Question

When interviewing for a programming position, did you ever get an answer to your question that you didn't quite expect? The answer could've been quite smart that you didn't even know or it could've been a dumbest answer you never expected. I'm expecting technical type of questions but anything interesting is fine.

Was it helpful?

Solution

Q: "Do you have any weaknesses?"

A: "Kryptonite"

OTHER TIPS

A light-hearted one...

Towards the end of an interview, which I thought went reasonably well with the candidate asking sensible questions, showing interest and a good general rapport I asked a closing question because I wanted to know whether to proceed, "so what do you think, would you be interested in the position?".

He replied "I think it is the most boring job I have ever heard of and there is no way I would come and work for you and I think your whole company is lame" (the company was a nasdaq listed software house turning over around a billion dollars). I looked at my co-interviewer, who was a seasoned development manager who worked for me. He smiled and we showed the guy out.

In almost 20 years of interviewing that is the most surprising response I have had.

We were looking for an application programmer. After putting up some pseudo code on a white board I ask the candidate a question about it. His answer "is this some type of programming thing?"

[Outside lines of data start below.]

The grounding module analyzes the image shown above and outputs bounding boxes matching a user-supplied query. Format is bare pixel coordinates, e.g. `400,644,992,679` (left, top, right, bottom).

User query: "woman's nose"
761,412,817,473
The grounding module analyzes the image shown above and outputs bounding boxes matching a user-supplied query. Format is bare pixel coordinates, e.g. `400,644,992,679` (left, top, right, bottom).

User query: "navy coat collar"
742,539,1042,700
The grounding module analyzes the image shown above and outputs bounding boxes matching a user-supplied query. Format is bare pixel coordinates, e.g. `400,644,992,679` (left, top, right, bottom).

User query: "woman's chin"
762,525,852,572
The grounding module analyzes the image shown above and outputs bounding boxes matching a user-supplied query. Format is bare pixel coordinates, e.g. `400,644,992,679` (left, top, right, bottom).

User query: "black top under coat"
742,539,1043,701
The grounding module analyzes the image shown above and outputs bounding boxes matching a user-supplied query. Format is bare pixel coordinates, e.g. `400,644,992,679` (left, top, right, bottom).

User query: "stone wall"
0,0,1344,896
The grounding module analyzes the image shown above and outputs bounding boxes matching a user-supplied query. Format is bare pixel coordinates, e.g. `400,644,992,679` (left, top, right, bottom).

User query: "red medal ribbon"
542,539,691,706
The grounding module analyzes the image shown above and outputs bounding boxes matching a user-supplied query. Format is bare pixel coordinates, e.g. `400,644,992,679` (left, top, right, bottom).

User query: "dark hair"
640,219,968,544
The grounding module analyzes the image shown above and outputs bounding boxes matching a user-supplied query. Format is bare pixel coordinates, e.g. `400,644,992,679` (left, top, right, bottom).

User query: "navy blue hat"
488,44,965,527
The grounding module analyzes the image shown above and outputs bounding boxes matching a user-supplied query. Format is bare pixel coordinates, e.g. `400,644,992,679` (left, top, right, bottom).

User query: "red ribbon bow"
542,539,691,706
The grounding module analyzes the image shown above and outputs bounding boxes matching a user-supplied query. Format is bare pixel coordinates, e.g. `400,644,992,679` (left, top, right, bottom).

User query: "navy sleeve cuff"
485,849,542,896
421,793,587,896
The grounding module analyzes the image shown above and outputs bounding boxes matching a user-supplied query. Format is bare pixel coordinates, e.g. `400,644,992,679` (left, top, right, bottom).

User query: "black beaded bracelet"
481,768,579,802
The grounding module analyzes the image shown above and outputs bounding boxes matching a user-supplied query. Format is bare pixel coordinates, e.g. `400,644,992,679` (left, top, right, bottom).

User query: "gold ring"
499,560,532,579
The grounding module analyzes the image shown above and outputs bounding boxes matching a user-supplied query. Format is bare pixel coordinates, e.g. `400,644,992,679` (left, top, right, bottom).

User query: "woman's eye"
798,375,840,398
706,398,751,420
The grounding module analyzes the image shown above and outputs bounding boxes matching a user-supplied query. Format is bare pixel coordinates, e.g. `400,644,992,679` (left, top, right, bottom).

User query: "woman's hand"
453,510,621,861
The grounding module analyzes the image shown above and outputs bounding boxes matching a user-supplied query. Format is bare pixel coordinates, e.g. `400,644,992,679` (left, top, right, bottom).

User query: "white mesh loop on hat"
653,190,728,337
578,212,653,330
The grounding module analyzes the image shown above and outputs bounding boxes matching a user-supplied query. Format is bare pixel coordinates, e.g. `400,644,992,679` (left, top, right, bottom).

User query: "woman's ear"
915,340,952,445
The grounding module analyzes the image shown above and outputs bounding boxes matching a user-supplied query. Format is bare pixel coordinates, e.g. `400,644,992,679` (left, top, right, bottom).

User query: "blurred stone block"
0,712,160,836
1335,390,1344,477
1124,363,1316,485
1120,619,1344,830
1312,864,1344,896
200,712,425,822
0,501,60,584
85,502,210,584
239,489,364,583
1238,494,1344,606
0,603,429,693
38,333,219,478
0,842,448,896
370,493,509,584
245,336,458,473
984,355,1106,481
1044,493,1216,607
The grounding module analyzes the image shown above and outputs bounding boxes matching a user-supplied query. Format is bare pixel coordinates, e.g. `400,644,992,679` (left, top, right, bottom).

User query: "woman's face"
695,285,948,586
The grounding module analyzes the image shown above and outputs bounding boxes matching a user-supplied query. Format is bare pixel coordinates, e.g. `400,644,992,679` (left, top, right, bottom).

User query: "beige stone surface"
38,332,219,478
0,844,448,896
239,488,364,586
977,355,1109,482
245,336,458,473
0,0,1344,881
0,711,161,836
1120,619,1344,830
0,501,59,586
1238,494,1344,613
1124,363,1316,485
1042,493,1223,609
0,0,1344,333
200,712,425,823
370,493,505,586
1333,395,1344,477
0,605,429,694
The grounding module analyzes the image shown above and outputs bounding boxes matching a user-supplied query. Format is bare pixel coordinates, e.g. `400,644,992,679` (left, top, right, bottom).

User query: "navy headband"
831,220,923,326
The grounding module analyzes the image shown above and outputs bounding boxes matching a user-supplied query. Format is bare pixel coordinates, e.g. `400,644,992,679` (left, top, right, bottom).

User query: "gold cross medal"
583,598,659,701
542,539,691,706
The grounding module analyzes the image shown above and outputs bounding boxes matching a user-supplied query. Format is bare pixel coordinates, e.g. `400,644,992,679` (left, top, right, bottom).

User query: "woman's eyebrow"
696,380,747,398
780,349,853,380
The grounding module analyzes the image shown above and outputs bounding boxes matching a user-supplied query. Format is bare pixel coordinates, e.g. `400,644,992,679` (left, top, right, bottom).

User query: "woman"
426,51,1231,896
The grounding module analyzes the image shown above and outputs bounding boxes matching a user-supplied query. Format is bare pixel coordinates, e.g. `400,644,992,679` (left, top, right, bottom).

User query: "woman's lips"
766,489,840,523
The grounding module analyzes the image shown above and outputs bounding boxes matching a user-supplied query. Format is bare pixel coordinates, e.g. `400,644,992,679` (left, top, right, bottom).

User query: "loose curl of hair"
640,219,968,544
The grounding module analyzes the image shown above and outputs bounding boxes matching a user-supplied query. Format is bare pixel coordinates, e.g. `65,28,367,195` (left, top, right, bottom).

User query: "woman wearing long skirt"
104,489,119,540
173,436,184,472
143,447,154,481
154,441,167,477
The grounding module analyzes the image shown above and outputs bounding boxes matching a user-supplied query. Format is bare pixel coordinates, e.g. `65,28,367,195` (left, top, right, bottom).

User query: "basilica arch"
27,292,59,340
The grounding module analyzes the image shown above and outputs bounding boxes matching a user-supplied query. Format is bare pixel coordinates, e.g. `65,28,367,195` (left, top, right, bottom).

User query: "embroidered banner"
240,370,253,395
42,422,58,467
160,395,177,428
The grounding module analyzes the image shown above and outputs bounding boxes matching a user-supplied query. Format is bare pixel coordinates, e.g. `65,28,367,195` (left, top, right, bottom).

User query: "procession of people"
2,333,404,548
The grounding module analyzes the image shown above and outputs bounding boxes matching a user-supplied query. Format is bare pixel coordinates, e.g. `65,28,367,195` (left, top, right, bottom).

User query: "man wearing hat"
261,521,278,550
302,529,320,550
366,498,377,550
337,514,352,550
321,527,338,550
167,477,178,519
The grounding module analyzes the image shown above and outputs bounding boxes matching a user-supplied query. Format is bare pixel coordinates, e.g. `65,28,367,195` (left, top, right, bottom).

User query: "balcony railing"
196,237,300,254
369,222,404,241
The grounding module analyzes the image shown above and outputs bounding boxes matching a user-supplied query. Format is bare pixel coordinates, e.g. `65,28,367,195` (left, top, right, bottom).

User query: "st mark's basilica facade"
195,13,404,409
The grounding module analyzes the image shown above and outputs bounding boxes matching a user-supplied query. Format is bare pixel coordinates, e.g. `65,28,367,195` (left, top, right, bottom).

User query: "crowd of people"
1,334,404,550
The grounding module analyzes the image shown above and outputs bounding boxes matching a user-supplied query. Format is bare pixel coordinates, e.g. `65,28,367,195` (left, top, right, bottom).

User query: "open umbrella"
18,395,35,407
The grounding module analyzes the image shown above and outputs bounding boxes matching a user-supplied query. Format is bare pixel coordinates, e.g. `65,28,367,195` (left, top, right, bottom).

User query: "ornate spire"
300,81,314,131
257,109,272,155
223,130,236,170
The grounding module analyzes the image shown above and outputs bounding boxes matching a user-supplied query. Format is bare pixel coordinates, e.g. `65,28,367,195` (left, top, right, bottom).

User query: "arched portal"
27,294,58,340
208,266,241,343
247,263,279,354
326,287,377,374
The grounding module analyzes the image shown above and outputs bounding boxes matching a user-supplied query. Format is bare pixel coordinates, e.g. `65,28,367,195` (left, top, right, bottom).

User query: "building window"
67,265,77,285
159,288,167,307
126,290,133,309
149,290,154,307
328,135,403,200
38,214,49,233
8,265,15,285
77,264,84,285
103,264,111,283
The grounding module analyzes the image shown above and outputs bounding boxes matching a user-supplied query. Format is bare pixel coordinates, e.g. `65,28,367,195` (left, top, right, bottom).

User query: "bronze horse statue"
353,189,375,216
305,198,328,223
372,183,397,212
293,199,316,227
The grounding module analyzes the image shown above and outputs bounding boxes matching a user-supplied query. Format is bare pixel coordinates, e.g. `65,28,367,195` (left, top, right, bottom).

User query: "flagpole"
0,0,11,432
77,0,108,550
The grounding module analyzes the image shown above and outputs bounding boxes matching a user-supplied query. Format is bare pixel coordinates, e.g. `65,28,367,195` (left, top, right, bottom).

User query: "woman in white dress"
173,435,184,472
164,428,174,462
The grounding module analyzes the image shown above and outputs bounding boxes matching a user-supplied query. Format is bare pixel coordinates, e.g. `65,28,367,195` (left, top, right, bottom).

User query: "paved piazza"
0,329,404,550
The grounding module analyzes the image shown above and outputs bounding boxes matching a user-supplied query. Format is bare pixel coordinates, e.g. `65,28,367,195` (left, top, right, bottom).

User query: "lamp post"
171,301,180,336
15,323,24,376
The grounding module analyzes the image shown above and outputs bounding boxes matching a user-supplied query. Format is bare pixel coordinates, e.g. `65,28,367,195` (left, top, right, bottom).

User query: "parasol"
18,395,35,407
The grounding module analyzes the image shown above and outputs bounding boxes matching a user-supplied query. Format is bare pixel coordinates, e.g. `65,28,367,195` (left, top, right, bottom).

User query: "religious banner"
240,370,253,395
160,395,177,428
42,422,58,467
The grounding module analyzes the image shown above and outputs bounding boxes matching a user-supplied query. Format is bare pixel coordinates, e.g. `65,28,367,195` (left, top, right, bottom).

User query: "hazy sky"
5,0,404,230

As an interviewer I never had a big surprise, but as a candidate I was shocked and appalled at one company where I was not allowed to ask questions... WTF? I left pretty quickly.

Not really an answer, and a long dead question, but anyway... I was once one of several people interviewing a candidate. It wasn't going very well for him, but not a complete disaster either. At one point during the interview, his phone rang.

At this point, I kind of felt bad for him - he was obviously nervous and now had forgotten to turn off his ringer.

What I didn't expect to happen was for him to TAKE THE CALL, speaking for several minutes. In a foreign language. My coworkers and I looked at each other incredulously.

When he was finished on the phone, he simply hung it up and proceeded with the interview as if nothing out of the ordinary had happened.

He didn't get the job.

Not any questions, but I was once told that I had to hold a presentation about the company after he had given me information about it. Made me really pay attention to what he told me about the job and organization (I got the job).

I have also been doing a lot of interviews and hired several of my co-worker, something I wrote about for this question:

https://stackoverflow.com/questions/194543/for-interviews-how-do-you-gauge-whether-the-candidate-would-be-a-good-coworker#285594

I remember once I was interviewing at Microsoft and the manager told me that he was on the fence with me about whether to hire me or not. I told him, "Then don't hire me," which I think may have been a bit of a surprise to him.

I asked someone to sketch some Java code on a whiteboard when interviewing and was surprised to see the candidate put some Python up instead. Turned out the person's Java skills were, shall we say, over inflated on the CV...

Not an answer I heard, but one that I gave.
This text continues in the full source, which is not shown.